Using 2 GPUs for Different Parts of the Model

Hi!

I have 2 of the same GPU and I want to achieve faster processing by utilizing both of them. However, I am doing this in a different way, imitating the idea of Massively Parallel Video Networks:

I have divided my model into two sub-models. I want to run them concurrently, one part processing the input video frame by frame, and the other processing the output of the first one. However, there is a catch. When the first sub-model returns an output, it passes it to the second sub-model and starts processing the next frame of the input. By utilizing both the GPUs the authors of the paper achieve faster processing. Any idea on how to do this? The figure shows the idea: (the network is unrolled over time)

Screenshot%20from%202019-12-20%2021-37-25

The idea is not the same as nn.DataParallel(). I have tried torch.multiprocessing, DistributedDataParallel() but I am having trouble understanding how to do this.

If anyone have some answer, I would be glad.

Thanks.

One approach…

Start 2 python programs, in separate interpreters to avoid the dreaded GIL lock.

Processor 1

  1. Put tensor on cuda:0, get the output.
  2. Serialize and push the output to shared redis database

Processor 2

  1. Consumer picks up from database, pushes to cuda:1
  2. Consumer runs the next step of calculation.

If you need to send gradients for backprop you can store and reload them also.

That’s one way… Not easy though. I spent easy a month just trying to distribute calculations over multiple processors.

If you can pull it off… then it’s an awesome skill.

Also, there is the Ray project GitHub - ray-project/ray: Ray is a unified framework for scaling AI and Python applications. Ray consists of a core distributed runtime and a set of AI Libraries for accelerating ML workloads.

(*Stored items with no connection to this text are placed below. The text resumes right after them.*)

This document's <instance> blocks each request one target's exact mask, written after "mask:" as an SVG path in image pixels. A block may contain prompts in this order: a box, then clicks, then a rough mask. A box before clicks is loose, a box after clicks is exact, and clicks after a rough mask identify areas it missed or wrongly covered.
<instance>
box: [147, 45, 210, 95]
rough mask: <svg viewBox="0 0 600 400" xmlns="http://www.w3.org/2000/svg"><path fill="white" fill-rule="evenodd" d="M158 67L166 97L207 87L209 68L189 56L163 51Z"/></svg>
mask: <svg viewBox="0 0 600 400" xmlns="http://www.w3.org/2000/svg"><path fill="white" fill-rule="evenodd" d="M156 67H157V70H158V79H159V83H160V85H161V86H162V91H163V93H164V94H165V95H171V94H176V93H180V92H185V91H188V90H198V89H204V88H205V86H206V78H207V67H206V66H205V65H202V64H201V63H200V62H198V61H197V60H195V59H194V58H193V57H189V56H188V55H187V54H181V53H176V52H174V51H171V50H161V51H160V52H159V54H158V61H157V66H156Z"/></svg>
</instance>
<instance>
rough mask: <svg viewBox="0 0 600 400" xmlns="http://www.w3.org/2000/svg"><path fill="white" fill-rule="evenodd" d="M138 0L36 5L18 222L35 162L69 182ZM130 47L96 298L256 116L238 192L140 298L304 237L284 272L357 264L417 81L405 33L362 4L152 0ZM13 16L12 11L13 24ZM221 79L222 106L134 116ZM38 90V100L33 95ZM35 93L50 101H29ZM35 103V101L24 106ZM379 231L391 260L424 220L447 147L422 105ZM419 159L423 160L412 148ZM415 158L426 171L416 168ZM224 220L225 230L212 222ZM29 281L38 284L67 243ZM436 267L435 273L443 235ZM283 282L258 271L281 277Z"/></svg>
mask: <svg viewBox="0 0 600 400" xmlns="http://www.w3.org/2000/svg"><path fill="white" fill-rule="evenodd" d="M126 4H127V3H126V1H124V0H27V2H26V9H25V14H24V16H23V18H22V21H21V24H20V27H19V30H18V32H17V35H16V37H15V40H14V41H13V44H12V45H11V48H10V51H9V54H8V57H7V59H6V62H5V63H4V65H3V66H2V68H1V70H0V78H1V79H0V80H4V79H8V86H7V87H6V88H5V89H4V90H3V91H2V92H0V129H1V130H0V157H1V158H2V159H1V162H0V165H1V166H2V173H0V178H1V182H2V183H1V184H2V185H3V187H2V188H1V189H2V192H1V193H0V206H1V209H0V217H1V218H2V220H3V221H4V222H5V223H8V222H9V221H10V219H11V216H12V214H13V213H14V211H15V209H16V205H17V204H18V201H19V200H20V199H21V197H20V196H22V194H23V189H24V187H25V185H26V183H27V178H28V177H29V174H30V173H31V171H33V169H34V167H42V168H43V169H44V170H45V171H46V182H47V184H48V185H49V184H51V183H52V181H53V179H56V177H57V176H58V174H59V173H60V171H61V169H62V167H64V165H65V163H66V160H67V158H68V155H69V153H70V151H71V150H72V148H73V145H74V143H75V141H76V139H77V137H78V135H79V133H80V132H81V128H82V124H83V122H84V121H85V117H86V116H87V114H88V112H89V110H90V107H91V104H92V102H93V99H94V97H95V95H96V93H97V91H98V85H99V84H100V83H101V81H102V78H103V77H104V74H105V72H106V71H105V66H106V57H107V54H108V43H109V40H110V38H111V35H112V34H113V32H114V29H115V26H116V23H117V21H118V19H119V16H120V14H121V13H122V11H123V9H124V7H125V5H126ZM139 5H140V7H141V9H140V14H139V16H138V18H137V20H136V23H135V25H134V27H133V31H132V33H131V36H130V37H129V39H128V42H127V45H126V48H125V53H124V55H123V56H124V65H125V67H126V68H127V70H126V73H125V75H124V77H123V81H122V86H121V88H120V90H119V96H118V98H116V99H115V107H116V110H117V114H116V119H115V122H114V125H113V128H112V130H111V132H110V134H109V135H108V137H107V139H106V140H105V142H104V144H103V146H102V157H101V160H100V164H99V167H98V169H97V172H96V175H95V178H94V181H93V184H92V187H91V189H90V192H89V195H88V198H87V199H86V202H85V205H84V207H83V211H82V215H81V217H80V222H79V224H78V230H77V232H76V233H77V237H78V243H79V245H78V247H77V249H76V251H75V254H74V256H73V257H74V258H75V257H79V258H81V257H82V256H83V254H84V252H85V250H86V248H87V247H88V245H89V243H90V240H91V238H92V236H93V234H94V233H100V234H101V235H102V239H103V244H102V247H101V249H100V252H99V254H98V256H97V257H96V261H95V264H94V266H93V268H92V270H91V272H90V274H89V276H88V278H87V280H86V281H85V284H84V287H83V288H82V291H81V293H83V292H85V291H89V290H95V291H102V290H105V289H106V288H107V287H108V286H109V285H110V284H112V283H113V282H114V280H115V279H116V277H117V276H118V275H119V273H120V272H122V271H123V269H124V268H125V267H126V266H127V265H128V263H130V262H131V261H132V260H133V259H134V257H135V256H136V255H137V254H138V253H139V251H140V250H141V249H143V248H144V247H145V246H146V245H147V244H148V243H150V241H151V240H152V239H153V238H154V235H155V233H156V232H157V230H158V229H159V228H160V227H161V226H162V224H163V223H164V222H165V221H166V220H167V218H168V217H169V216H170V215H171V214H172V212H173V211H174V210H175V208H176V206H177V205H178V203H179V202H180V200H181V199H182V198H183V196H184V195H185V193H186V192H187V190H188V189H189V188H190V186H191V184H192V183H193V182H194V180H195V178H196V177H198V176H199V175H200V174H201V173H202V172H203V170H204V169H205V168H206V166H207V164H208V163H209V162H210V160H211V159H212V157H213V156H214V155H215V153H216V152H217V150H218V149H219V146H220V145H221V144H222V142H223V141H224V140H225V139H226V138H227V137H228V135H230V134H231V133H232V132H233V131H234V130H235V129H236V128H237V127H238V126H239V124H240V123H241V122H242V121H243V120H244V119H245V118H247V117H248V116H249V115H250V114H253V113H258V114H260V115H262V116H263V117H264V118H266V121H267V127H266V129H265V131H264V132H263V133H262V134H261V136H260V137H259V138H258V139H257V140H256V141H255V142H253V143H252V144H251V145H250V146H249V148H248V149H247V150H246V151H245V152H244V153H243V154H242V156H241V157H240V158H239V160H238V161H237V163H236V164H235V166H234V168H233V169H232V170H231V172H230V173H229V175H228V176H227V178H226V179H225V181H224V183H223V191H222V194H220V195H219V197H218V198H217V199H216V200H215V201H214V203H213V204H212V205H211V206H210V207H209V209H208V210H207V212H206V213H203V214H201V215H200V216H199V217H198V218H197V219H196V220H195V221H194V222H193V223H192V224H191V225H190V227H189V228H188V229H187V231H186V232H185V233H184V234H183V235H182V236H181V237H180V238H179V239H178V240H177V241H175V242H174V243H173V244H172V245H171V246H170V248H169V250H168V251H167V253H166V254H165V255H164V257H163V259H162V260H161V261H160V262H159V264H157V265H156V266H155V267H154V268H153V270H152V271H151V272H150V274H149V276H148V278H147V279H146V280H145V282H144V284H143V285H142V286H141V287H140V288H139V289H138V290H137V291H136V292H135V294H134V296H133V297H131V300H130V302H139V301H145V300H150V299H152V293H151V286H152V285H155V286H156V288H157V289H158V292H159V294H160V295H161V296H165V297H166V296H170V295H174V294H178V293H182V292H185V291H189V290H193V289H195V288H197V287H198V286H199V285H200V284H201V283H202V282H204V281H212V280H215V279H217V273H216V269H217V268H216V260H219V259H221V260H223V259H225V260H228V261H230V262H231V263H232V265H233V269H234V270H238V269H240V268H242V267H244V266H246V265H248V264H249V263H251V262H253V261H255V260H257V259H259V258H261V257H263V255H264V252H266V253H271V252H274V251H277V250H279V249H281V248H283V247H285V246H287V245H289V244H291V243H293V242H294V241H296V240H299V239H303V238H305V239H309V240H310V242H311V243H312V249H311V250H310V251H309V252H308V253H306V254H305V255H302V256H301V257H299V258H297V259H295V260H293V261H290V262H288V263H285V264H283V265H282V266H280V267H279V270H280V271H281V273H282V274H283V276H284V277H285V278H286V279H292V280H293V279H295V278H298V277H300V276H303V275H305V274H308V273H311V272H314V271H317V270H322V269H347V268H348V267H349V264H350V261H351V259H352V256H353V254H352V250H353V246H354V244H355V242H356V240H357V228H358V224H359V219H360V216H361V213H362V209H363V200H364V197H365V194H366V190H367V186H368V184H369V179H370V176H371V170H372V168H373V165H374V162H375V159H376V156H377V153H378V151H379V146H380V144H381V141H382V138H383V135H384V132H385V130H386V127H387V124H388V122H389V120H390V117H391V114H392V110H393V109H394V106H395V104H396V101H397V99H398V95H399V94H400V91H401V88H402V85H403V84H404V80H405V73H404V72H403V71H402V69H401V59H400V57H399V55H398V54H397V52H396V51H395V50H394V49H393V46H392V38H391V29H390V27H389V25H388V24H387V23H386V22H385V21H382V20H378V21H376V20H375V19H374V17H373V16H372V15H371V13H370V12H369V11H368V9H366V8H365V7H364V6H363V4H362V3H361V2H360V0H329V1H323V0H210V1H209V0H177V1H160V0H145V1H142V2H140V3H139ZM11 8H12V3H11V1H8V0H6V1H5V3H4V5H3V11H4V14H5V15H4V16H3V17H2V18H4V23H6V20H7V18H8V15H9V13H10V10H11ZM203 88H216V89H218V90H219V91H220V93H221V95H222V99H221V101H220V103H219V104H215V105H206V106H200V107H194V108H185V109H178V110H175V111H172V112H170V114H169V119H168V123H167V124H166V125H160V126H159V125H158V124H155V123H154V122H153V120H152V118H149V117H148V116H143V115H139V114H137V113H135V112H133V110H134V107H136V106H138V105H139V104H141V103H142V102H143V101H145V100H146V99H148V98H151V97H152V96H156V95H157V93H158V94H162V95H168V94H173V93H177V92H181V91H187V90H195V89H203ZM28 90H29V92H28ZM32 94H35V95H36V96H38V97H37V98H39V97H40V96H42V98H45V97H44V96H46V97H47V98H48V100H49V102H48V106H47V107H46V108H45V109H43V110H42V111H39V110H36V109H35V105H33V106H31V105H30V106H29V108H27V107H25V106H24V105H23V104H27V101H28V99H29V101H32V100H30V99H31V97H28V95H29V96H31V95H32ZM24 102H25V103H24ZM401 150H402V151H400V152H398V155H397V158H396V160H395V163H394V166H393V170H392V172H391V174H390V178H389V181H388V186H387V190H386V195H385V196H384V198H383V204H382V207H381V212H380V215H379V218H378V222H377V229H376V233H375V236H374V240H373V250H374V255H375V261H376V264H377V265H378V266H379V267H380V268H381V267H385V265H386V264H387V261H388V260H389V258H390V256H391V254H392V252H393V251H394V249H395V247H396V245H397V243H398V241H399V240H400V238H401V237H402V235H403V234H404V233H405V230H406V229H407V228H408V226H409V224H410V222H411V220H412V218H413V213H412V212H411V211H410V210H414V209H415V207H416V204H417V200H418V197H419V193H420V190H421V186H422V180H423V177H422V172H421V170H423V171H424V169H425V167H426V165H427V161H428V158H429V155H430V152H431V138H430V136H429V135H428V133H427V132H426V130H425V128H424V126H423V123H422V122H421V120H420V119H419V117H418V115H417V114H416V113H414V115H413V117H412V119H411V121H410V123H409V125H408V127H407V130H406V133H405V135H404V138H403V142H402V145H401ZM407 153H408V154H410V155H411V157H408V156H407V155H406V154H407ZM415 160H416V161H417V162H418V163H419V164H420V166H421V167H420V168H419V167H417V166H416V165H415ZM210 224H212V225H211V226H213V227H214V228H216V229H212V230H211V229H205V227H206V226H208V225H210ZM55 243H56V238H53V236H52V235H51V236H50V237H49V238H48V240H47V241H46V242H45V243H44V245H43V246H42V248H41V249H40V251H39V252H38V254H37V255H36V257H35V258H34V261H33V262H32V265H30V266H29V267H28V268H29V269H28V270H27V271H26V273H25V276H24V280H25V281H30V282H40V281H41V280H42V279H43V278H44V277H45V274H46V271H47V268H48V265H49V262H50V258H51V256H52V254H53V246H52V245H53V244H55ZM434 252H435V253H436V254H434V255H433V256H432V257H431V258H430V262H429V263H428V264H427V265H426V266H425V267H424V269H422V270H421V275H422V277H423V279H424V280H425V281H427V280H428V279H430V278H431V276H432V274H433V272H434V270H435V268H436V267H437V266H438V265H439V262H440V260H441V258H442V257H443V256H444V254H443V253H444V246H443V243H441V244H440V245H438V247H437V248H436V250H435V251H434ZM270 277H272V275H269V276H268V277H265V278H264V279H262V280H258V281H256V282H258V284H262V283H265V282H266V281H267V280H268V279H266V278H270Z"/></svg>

I tried using it. It had great promise, but ended up being a bit too new at the time. It might be a bit more mature now.

Thanks for your reply and sorry for my late reply. I will look into these methods. I am only doing this for the test phase, so I will only have to transfer one tensor per input frame to processor 2.

If anybody else has some further suggestions, I will be happy to hear them!

Thanks.

Will this tutorial be helpful? https://pytorch.org/tutorials/intermediate/model_parallel_tutorial.html

Thank you. I have seen this tutorial previously, however, the model parallel part is not what I want. For the pipelining part, I am having trouble how that part is getting executed. If you can further clarify that part for me, that would be great.

Did you find a solution?
I have the same problem and need to seperate my model into parts and load them on 2 GPUs. But the second part is a frozen LLM and it doesn’t require grad.